Le lendemain, Octave eut une idee: c'etait de lier amitie avec madame Pichon, en lui rendant des services de bon voisinage; de cette maniere, si elle surprenait jamais Valerie, elle fermerait les yeux. Et une occasion se presenta, le jour meme. Madame Pichon promenait Lilitte, alors agee de dix-huit mois, dans une petite voiture d'osier, qui soulevait la colere de M. Gourd; jamais le concierge n'avait voulu qu'on montat la voiture par le grand escalier, elle devait passer par l'escalier de service; et comme, en haut, la porte du logement se trouvait trop etroite, il fallait chaque fois demonter les roues et le timon, ce qui etait tout un travail. Justement, ce jour-la, Octave rentrait, lorsque sa voisine, genee par ses gants, se donnait beaucoup de mal pour retirer les ecrous. Quand elle le sentit debout derriere elle, attendant qu'elle debarrassat le palier, elle perdit completement la tete, les mains tremblantes.

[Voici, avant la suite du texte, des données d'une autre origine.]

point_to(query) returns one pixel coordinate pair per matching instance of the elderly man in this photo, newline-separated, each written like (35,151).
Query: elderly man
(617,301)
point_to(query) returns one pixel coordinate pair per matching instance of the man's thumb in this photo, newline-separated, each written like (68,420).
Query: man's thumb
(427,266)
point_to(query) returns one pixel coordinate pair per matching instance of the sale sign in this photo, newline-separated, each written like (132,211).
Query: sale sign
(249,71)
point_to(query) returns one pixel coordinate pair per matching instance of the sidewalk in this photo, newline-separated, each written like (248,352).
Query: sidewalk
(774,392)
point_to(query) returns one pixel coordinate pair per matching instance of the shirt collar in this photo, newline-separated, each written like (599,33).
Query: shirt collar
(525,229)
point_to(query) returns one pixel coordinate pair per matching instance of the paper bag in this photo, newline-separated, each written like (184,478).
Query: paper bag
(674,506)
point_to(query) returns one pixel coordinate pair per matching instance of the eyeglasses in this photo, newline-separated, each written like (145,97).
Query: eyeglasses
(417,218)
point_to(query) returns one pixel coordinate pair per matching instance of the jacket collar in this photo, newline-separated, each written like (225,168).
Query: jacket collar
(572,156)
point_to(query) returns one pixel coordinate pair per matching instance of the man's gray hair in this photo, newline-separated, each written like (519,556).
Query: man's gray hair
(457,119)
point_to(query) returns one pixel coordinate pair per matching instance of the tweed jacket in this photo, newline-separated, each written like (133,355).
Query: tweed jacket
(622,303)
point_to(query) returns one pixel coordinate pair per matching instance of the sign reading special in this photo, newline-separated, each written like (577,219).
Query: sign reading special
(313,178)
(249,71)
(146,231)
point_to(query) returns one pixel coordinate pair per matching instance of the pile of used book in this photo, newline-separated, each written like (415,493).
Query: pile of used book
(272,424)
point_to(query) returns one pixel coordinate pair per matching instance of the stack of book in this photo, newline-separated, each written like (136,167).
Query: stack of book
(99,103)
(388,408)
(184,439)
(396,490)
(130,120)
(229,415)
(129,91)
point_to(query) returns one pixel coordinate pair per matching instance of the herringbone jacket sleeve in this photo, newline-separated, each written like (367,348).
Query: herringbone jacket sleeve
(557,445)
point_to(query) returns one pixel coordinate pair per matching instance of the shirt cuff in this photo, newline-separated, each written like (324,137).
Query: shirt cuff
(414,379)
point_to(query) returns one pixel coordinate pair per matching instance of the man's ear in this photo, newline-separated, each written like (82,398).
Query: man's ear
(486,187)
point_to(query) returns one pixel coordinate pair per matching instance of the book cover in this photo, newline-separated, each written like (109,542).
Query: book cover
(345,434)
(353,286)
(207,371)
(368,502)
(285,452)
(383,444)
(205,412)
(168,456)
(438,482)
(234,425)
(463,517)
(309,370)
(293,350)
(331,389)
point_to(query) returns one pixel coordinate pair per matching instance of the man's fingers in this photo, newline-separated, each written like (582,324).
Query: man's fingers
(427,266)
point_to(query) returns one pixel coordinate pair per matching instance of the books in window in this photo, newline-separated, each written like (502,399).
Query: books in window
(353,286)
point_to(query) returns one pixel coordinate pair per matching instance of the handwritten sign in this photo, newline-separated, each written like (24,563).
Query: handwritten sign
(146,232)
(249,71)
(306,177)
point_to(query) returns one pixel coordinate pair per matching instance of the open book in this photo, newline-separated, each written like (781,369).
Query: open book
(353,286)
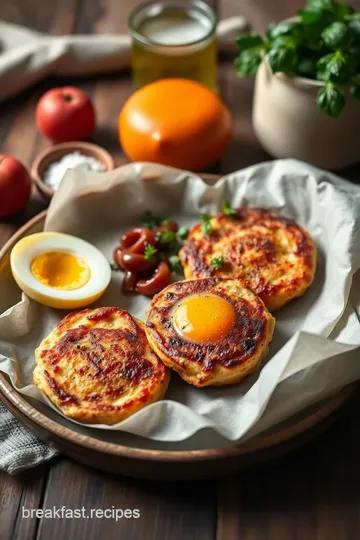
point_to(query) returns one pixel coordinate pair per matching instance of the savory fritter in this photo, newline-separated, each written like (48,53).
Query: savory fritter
(98,367)
(272,254)
(211,331)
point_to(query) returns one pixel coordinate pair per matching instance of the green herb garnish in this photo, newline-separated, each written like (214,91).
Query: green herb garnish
(217,262)
(183,233)
(150,253)
(322,44)
(150,220)
(166,237)
(175,263)
(228,210)
(206,226)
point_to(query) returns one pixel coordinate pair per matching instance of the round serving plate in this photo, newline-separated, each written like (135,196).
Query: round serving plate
(134,456)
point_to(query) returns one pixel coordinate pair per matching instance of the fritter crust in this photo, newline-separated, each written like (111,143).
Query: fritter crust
(226,361)
(272,254)
(98,367)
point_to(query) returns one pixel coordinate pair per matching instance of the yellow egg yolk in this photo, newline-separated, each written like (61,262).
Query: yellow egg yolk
(60,270)
(204,318)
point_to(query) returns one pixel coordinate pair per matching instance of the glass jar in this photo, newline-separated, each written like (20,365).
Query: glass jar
(174,38)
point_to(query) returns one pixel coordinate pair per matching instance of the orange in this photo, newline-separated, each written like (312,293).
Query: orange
(176,122)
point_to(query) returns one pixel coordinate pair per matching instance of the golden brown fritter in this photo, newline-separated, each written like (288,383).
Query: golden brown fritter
(227,360)
(272,254)
(98,367)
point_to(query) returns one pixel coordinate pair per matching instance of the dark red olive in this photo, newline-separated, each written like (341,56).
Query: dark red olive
(129,282)
(168,226)
(155,283)
(134,262)
(136,239)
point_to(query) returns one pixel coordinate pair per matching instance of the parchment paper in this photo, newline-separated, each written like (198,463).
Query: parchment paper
(316,340)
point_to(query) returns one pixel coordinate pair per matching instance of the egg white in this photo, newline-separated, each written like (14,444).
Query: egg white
(31,246)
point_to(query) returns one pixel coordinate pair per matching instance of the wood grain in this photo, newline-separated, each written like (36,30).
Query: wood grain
(16,493)
(172,512)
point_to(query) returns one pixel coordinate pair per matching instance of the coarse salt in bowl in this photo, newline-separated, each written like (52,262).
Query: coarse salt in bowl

-Mais, madame, pourquoi prenez-vous toute cette peine? demanda-t-il enfin. Il serait plus simple de mettre cette voiture au fond du couloir, derriere ma porte.
Elle ne repondit pas, d'une timidite excessive, qui la laissait accroupie, sans force pour se relever; et, sous le bavolet de son chapeau, il voyait une rougeur ardente lui envahir la nuque et les oreilles. Alors, il insista.
-Je vous jure, madame, cela ne me generait nullement.
Sans attendre, il prit la voiture, l'emporta de son air aise. Elle dut le suivre; mais elle restait si confuse, si effaree de cette aventure considerable dans sa vie plate de tous les jours, qu'elle le regarda faire, ne trouvant autre chose que des bouts de phrase balbuties.
-Mon Dieu! monsieur, c'est trop de peine.... Je suis confuse, vous allez vous encombrer.... Mon mari sera bien content....
Et elle rentra, elle s'enferma cette fois hermetiquement, avec une sorte de honte. Octave pensa qu'elle etait stupide. La voiture le genait beaucoup, car elle l'empechait d'ouvrir sa porte, et il lui fallait se glisser de biais chez lui. Mais sa voisine paraissait gagnee, d'autant plus que M. Gourd voulut bien, grace a l'influence de Campardon, autoriser cet embarras, dans ce fond de couloir perdu.